Pressemitteilung der Montagsdemonstration Gelsenkirchen

Pressemitteilung der Montagsdemonstration Gelsenkirchen

„Hände weg von Venezuela!“

Für die Montagsdemonstration Gelsenkirchen schreibt ihre Sprecherin Martina Reichmann:

„Hände weg von Venezuela!“
Bild von der Kundgebung (foto: Montagsdemo Gelsenkirchen

„Hände weg von Venezuela!“, das war der einhellige Konsens der ca. 40 festen Teilnehmerinnen und Teilnehmer der gestrigen Montagsdemonstration in Gelsenkirchen. Außerplanmäßig hatte sich die Montagsdemo Gelsenkirchen zusammengefunden, um gegen den völkerrechtswidrigen Überfall der USA unter dem Präsidenten Donald Trump auf Venezuela und die Gefangennahme des venezolanischen Präsidenten Nicolás Maduro zu protestieren.

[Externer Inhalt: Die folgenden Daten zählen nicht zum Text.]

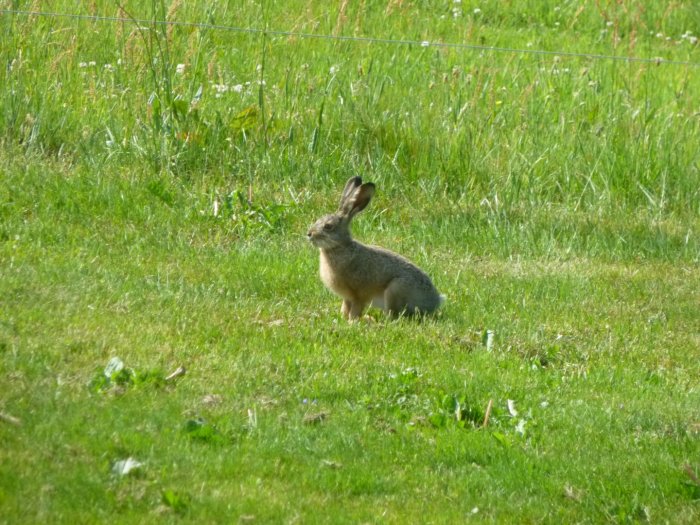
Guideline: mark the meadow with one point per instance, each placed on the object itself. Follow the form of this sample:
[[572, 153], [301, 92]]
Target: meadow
[[168, 352]]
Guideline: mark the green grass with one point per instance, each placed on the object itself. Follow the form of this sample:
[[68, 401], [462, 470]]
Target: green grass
[[159, 217]]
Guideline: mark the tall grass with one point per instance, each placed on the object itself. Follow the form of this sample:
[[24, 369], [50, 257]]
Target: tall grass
[[156, 182]]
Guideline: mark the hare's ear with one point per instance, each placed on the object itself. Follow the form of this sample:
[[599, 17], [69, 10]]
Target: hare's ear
[[350, 186], [359, 200]]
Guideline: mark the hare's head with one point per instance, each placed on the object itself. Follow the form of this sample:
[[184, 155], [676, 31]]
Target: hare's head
[[333, 230]]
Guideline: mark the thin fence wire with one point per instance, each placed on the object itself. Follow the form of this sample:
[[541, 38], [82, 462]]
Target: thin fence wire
[[359, 39]]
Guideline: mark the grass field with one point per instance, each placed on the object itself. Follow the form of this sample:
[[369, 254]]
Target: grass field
[[156, 185]]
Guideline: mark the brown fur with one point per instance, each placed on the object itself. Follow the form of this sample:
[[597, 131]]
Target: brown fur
[[363, 274]]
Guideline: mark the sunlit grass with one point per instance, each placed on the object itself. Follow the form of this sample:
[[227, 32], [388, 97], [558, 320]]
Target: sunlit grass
[[153, 206]]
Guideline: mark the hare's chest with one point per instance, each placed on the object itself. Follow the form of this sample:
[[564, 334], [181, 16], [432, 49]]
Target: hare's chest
[[331, 275]]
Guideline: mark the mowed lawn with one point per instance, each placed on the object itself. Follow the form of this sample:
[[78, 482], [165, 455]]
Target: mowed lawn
[[168, 352]]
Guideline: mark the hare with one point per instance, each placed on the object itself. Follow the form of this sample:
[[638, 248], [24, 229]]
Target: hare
[[362, 274]]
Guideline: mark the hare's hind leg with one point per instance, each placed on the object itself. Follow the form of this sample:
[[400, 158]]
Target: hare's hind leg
[[351, 310], [397, 298]]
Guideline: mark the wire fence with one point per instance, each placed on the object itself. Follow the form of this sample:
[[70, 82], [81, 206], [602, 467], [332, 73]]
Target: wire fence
[[359, 39]]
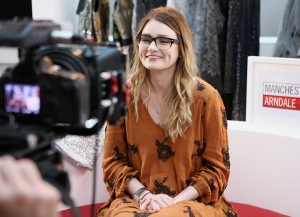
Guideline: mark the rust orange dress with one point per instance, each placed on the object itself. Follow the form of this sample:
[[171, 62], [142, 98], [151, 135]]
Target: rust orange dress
[[142, 150]]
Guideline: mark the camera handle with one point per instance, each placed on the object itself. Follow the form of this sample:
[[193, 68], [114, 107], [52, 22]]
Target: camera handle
[[48, 161]]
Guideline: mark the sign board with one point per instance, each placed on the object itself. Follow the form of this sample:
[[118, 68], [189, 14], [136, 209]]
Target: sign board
[[273, 91]]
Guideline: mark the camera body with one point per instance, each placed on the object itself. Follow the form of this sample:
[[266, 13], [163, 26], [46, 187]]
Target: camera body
[[61, 85], [60, 81]]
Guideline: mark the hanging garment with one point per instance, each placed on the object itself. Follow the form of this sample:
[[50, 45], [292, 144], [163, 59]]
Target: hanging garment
[[194, 11], [210, 64], [123, 19], [85, 13], [93, 19], [288, 41], [248, 45], [101, 20]]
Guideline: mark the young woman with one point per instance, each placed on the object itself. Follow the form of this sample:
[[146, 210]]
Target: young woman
[[169, 157]]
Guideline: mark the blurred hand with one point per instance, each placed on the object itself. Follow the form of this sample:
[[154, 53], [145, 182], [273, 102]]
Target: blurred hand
[[23, 192], [153, 202]]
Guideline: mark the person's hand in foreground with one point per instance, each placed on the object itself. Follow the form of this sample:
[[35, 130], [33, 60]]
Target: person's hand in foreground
[[23, 192]]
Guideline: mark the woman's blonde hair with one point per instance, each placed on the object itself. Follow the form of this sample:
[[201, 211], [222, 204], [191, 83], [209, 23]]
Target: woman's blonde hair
[[179, 98]]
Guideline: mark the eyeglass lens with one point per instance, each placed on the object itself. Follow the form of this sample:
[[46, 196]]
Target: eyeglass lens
[[162, 43]]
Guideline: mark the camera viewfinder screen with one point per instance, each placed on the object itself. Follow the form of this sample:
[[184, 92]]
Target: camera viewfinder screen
[[22, 98]]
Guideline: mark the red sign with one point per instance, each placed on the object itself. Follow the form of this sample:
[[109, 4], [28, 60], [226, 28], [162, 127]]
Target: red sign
[[281, 102]]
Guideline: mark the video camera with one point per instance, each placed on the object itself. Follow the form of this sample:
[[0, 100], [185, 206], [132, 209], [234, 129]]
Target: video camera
[[61, 85]]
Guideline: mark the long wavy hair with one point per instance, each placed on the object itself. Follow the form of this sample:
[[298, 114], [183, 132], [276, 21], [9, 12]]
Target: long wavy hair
[[179, 96]]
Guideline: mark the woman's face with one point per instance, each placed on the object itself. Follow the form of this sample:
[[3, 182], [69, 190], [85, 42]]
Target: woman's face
[[18, 94], [159, 60]]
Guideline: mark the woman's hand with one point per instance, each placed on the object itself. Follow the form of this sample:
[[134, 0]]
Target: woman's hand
[[153, 202], [23, 191]]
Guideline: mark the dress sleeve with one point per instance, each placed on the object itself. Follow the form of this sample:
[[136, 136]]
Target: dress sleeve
[[212, 178], [116, 169]]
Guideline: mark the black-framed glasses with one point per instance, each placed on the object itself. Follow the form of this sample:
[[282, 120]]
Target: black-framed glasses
[[162, 43]]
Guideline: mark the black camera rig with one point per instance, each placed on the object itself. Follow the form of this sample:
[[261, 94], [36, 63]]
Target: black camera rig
[[61, 85]]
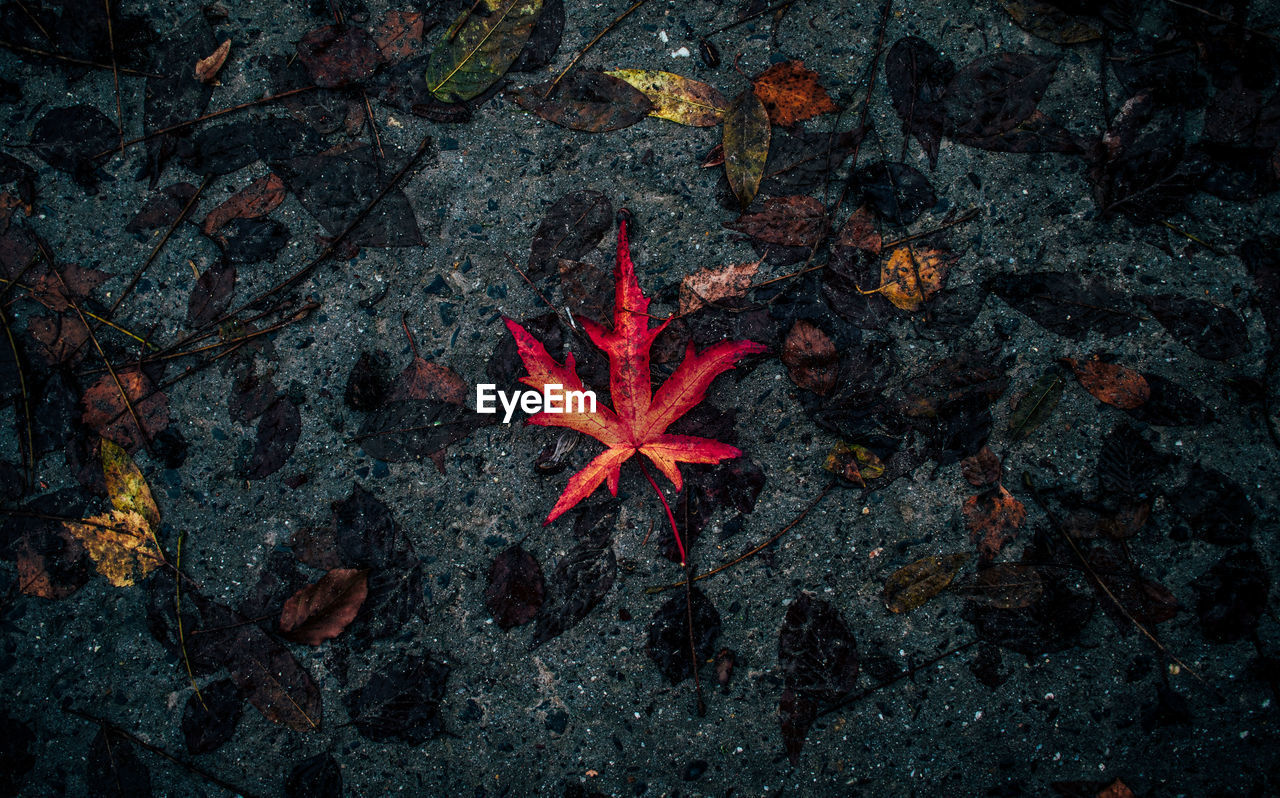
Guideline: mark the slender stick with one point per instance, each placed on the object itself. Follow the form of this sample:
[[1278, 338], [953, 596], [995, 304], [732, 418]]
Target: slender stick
[[155, 251], [592, 44], [671, 518], [750, 552], [190, 766]]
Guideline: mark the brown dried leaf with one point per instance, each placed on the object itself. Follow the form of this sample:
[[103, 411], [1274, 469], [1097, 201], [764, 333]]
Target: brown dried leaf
[[1111, 383], [992, 519], [791, 94], [208, 67], [712, 285], [320, 611], [810, 358], [257, 199], [913, 584]]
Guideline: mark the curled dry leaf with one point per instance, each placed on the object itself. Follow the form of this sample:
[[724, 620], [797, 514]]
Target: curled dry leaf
[[992, 519], [320, 611], [255, 200], [810, 358], [676, 97], [794, 222], [913, 584], [791, 94], [745, 145], [209, 67], [712, 285], [1111, 383], [912, 276]]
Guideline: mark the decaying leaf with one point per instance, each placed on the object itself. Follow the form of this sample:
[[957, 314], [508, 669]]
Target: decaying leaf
[[791, 94], [122, 542], [992, 519], [209, 67], [1110, 382], [810, 358], [712, 285], [588, 101], [913, 584], [854, 463], [479, 48], [912, 276], [746, 145], [676, 97], [320, 611]]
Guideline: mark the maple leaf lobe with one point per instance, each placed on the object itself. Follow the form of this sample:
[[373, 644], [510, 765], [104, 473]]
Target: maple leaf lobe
[[639, 418]]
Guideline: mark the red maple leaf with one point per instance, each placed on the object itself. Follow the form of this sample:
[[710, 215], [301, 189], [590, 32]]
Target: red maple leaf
[[639, 419]]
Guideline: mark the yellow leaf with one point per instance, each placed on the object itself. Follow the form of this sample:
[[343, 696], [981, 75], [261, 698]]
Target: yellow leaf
[[120, 543], [127, 487], [676, 97], [899, 282]]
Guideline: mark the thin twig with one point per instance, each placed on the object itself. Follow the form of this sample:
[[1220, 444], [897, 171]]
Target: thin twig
[[752, 551], [155, 251], [205, 117], [592, 44]]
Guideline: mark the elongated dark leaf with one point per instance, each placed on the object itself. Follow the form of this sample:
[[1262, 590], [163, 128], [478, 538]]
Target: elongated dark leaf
[[209, 720], [1066, 304], [918, 80], [670, 635], [479, 48], [516, 588], [320, 611], [402, 702], [586, 100], [993, 94], [746, 145], [583, 577], [1208, 329]]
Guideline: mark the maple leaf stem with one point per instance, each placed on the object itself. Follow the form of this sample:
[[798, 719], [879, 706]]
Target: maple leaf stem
[[671, 518]]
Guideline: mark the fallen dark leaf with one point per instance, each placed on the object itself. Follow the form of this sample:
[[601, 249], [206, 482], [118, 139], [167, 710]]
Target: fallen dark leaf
[[1232, 596], [810, 358], [918, 77], [670, 635], [402, 701], [1066, 304], [583, 575], [210, 717], [316, 776], [795, 220], [320, 611], [586, 100], [910, 586], [516, 588], [210, 295], [896, 192], [278, 431]]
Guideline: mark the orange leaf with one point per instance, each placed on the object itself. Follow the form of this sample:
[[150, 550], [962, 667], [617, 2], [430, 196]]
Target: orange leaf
[[992, 519], [639, 418], [1111, 383], [208, 67], [791, 94]]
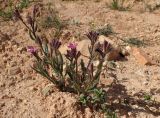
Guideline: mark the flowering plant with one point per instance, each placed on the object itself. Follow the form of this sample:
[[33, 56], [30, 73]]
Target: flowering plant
[[77, 76]]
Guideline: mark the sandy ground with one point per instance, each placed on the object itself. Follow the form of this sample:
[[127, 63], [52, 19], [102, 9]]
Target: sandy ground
[[21, 88]]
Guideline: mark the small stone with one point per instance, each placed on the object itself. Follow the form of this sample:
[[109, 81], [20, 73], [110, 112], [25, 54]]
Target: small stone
[[156, 77], [47, 89], [14, 70], [114, 55], [103, 38], [141, 56]]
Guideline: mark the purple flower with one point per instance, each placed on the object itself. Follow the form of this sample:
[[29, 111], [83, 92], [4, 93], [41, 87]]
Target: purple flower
[[56, 43], [104, 48], [17, 14], [31, 49], [73, 54], [93, 36], [72, 45]]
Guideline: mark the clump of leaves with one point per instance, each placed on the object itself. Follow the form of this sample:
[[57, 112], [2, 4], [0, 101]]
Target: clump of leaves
[[95, 98], [78, 78], [119, 5], [106, 30], [51, 19]]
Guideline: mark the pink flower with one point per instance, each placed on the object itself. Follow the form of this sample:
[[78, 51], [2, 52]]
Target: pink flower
[[31, 49], [72, 45]]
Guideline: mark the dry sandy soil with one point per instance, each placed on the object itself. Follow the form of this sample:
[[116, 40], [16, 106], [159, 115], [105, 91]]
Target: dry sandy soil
[[21, 88]]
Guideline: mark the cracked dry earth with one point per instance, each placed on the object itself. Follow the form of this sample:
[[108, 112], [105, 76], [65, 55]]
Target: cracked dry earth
[[21, 88]]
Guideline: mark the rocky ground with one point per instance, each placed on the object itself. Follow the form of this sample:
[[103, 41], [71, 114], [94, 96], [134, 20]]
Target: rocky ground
[[22, 90]]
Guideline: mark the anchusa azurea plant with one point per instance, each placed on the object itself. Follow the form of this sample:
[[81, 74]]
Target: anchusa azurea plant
[[68, 72]]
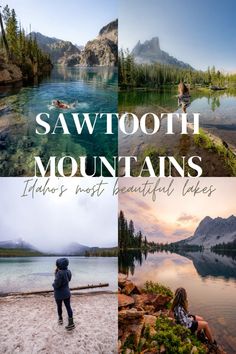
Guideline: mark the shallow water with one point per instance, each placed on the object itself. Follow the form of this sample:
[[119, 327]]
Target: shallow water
[[37, 273], [210, 281], [90, 89]]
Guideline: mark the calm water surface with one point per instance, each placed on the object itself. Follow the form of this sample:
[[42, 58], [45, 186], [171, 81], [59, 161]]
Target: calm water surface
[[217, 115], [210, 281], [90, 89], [37, 273]]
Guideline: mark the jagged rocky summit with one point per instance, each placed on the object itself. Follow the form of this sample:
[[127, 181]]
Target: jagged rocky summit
[[150, 52], [211, 232], [101, 51], [9, 73]]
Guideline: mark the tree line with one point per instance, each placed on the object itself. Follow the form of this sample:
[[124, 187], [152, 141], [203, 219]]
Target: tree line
[[133, 75], [19, 48], [128, 238]]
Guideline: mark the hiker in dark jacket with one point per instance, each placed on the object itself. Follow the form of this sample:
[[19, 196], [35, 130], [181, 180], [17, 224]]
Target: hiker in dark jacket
[[62, 291]]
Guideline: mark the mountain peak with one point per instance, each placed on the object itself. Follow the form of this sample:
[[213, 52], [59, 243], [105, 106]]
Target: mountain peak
[[211, 232], [150, 52]]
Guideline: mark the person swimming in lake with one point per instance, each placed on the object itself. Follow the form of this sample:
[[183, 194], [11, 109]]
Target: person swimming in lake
[[195, 323], [62, 291], [183, 96], [63, 105]]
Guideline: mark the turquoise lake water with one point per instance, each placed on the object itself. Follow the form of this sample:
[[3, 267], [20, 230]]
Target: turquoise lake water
[[89, 89]]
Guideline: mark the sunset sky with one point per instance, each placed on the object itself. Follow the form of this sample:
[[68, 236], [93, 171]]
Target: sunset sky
[[176, 217]]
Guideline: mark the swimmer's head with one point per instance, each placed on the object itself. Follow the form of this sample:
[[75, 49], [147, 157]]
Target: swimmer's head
[[55, 102]]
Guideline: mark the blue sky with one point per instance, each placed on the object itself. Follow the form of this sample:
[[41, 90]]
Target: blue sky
[[199, 32], [74, 20]]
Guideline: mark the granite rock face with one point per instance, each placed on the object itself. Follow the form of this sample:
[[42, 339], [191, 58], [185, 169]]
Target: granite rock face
[[103, 50], [9, 73], [150, 52]]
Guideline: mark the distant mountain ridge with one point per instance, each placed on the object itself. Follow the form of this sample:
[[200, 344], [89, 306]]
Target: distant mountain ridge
[[211, 232], [58, 49], [101, 51], [71, 249], [17, 243], [150, 52]]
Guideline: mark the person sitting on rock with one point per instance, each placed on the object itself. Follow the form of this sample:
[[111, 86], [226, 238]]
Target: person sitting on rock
[[195, 323]]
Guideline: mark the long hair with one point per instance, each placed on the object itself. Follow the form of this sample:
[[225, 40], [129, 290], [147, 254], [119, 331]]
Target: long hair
[[182, 88], [180, 299]]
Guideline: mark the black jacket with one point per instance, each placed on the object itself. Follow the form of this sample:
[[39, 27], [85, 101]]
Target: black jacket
[[62, 279]]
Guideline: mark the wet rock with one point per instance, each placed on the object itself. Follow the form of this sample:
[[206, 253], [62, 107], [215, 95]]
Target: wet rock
[[129, 315], [124, 300], [150, 320]]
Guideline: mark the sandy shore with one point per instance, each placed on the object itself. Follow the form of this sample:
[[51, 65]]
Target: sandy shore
[[29, 325]]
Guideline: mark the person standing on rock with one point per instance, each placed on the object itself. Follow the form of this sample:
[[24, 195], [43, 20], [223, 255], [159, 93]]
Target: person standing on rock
[[195, 323], [62, 291]]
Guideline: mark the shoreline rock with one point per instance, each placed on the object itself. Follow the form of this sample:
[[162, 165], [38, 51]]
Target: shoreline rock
[[144, 325]]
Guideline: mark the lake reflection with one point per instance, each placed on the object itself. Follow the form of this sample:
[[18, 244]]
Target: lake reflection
[[217, 115], [209, 278]]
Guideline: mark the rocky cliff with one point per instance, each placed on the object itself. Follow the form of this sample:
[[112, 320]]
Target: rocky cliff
[[150, 52], [211, 232], [101, 51], [9, 73]]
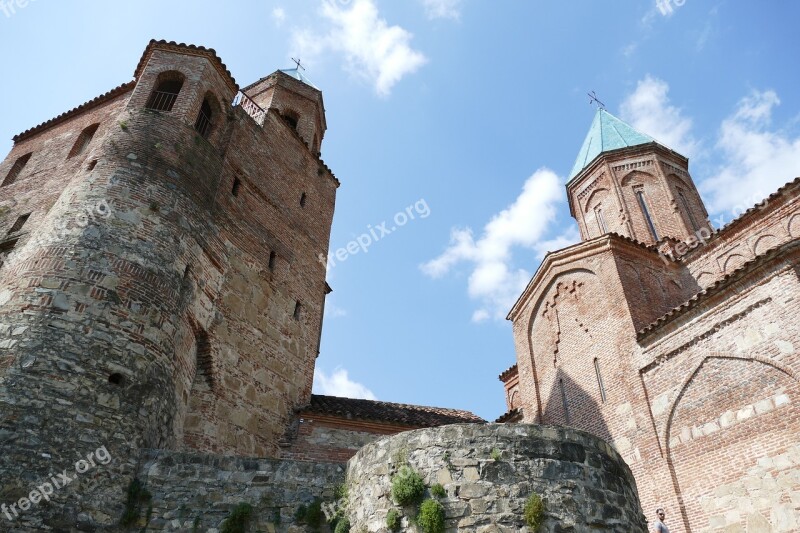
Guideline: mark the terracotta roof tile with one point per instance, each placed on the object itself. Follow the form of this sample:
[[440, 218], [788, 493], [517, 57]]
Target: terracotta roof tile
[[410, 415], [113, 93]]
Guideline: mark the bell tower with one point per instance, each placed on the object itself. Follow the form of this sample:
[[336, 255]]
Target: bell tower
[[625, 182]]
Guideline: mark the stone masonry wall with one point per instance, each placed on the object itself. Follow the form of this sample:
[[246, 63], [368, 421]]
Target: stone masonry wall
[[196, 492], [489, 471]]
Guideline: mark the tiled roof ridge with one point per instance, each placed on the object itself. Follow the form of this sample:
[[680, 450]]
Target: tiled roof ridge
[[714, 288], [201, 50], [322, 404], [113, 93], [507, 371]]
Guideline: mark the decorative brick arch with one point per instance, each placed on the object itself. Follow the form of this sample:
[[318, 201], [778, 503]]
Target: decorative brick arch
[[665, 438], [793, 226]]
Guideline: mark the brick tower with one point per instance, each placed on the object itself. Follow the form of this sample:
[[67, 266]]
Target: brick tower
[[675, 343], [159, 285]]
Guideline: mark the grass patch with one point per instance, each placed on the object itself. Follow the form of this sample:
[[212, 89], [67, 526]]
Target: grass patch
[[408, 487], [534, 512], [393, 520], [431, 517]]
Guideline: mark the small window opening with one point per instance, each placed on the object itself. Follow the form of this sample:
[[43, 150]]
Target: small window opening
[[601, 221], [646, 213], [291, 118], [600, 380], [688, 210], [84, 139], [18, 224], [165, 95], [203, 123], [16, 169], [564, 400]]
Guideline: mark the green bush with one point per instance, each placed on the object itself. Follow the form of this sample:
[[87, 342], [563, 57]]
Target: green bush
[[393, 520], [408, 487], [238, 520], [431, 517], [534, 512], [342, 526]]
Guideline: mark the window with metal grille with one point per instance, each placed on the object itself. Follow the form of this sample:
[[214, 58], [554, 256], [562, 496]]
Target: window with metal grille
[[16, 169], [203, 123], [646, 213], [18, 224], [165, 93], [84, 139]]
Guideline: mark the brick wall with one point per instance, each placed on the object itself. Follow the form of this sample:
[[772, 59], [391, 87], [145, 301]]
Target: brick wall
[[160, 320]]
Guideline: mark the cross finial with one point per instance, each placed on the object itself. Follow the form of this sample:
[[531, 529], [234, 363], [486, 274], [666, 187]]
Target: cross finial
[[594, 100]]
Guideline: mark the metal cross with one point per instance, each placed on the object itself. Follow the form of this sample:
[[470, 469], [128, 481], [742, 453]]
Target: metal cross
[[594, 100]]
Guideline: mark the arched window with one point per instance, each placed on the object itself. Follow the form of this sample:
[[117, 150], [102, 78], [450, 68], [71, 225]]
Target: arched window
[[291, 118], [600, 380], [646, 212], [84, 139], [204, 122], [564, 400], [16, 169], [168, 86]]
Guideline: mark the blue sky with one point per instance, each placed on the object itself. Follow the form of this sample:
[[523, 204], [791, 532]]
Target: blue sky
[[469, 113]]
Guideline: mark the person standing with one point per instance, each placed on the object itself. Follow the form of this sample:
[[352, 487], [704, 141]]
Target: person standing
[[661, 527]]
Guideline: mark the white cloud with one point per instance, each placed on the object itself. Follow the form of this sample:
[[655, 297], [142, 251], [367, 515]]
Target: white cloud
[[494, 281], [757, 160], [752, 160], [279, 16], [334, 311], [648, 110], [435, 9], [340, 384], [373, 50]]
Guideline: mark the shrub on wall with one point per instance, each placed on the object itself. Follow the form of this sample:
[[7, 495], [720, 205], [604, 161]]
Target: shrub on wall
[[534, 512], [408, 487], [343, 526], [393, 520], [431, 517]]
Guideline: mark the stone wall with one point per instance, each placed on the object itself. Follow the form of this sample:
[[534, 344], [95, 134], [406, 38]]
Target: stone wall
[[489, 471], [196, 492]]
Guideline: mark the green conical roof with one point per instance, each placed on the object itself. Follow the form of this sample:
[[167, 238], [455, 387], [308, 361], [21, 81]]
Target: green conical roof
[[606, 133]]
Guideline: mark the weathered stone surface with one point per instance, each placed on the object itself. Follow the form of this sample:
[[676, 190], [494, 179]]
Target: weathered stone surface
[[585, 485]]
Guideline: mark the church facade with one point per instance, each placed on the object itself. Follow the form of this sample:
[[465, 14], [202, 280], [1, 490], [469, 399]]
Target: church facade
[[675, 342]]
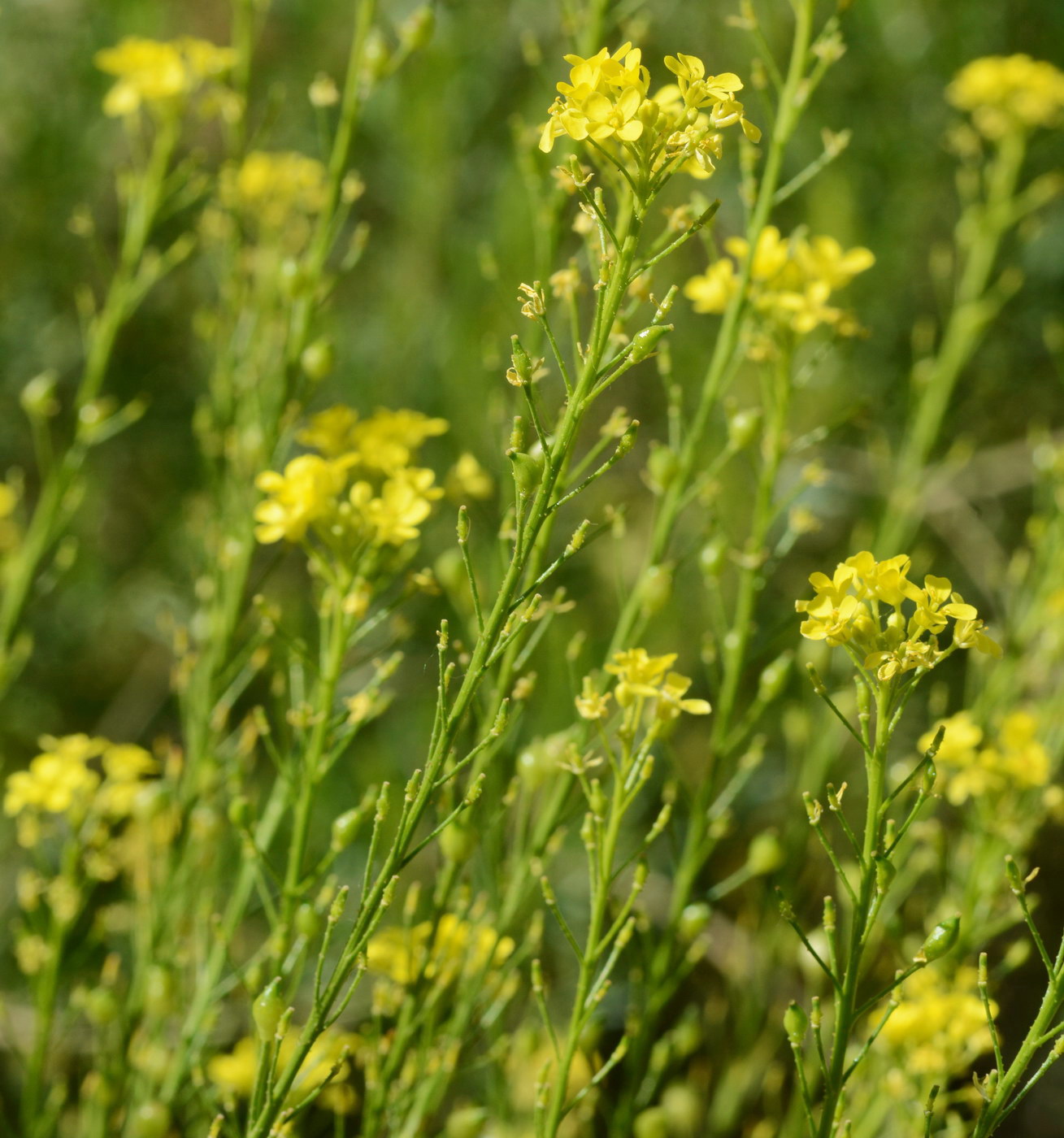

Einzelpersonen und Vertreterinnen und Vertreter von Parteien kamen auf dem Preuteplatz zusammen: von Die Linke, BSW, MLPD, von der Solidaritäts- und Hilfsorganisation Solidarität International, AUF Gelsenkirchen, Jugendverband REBELL und vielen Interessierten.

 

In den Redebeiträgen wurde der Überfall und das Kidnapping von Nicolás Maduro und seiner Ehefrau einhellig verurteilt, unter anderem von Lisa Gärtner (MLPD), Martin Gatzemeier (Die Linke), Jan Specht (AUF Gelsenkirchen), Dietmar Breme, Marlies Schumann und Iordanis Georgiou (Solidarität International) und Celina Jacobs (Jugendverband REBELL).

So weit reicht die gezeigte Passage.